How to ship a multi-agent system that survives contact with production

The previous post ended on a promise: building multi-agent systems poorly is worse than not building them at all. That sounds like rhetoric. It isn’t. A bad single-agent script disappoints once and gets quietly retired. A bad multi-agent system in production runs continuously, makes decisions you don’t see, accumulates errors across handoffs, and burns money in ways that don’t show up until the monthly invoice. The cost of poor execution is asymmetric, and in most cases the team that commissioned the build won’t realise what’s wrong until the system has already shaped six months of decisions on flawed output.

This post is about the disciplines that separate an agent system that survives contact with production from one that quietly poisons your operations. None of them are about prompting.

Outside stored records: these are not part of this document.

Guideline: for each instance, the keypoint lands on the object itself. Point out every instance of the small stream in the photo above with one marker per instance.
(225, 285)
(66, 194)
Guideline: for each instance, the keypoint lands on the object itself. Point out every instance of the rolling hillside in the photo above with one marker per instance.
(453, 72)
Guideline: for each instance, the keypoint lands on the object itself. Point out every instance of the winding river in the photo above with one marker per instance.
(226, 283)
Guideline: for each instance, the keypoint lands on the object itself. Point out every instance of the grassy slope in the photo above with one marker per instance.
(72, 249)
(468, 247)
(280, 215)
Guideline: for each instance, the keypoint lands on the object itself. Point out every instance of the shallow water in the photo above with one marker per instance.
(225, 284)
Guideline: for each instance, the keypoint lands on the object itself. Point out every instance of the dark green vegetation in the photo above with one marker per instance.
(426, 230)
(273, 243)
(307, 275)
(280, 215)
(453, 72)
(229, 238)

All of them are familiar to anyone who has shipped distributed systems before. The mistake we see most often is teams approaching multi-agent work as a prompt-engineering problem, then discovering, three months in, that the actual hard parts are the parts they assumed would be free.

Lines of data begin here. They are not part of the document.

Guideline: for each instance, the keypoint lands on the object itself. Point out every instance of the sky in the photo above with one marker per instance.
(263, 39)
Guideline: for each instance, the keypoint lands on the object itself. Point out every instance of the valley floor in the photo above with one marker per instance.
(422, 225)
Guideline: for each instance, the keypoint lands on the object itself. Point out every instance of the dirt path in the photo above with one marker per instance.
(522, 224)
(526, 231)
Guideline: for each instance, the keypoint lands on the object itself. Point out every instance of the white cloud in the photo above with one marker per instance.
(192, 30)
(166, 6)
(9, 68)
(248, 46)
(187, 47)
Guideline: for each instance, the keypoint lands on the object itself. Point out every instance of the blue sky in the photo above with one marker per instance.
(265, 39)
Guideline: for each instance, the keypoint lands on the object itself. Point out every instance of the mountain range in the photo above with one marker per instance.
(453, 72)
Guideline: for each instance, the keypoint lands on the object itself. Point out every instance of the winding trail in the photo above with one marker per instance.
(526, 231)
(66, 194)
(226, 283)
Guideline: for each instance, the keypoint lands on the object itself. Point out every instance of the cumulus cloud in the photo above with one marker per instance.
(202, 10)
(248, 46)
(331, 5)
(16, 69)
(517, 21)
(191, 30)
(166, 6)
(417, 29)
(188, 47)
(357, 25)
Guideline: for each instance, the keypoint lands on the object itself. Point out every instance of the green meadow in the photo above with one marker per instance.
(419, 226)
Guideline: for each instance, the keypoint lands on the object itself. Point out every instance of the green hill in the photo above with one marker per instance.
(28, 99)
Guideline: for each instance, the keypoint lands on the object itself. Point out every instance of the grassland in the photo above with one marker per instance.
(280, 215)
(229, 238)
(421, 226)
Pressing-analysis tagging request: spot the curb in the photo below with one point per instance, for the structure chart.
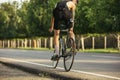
(36, 71)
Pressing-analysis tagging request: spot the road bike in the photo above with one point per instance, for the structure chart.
(66, 50)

The premise: this is a distributed system that happens to use language models

Once you have more than one agent, with state passing between them and external tools being called, you have a small distributed system. Not metaphorically. Mechanically. You have asynchronous components, partial failures, retries, state synchronisation, observability requirements, and cost containment. Every one of these is a solved problem in the broader software engineering canon, with established patterns, well-known failure modes, and a body of practice older than transformer architectures.

The teams that succeed at multi-agent work treat the language model as the interesting but constrained substrate, and the orchestration around it as the engineering. The teams that fail treat the orchestration as plumbing they can figure out as they go. By the time they realise the plumbing is the product, the system is already running and the cost of fixing it approaches the cost of replacing it.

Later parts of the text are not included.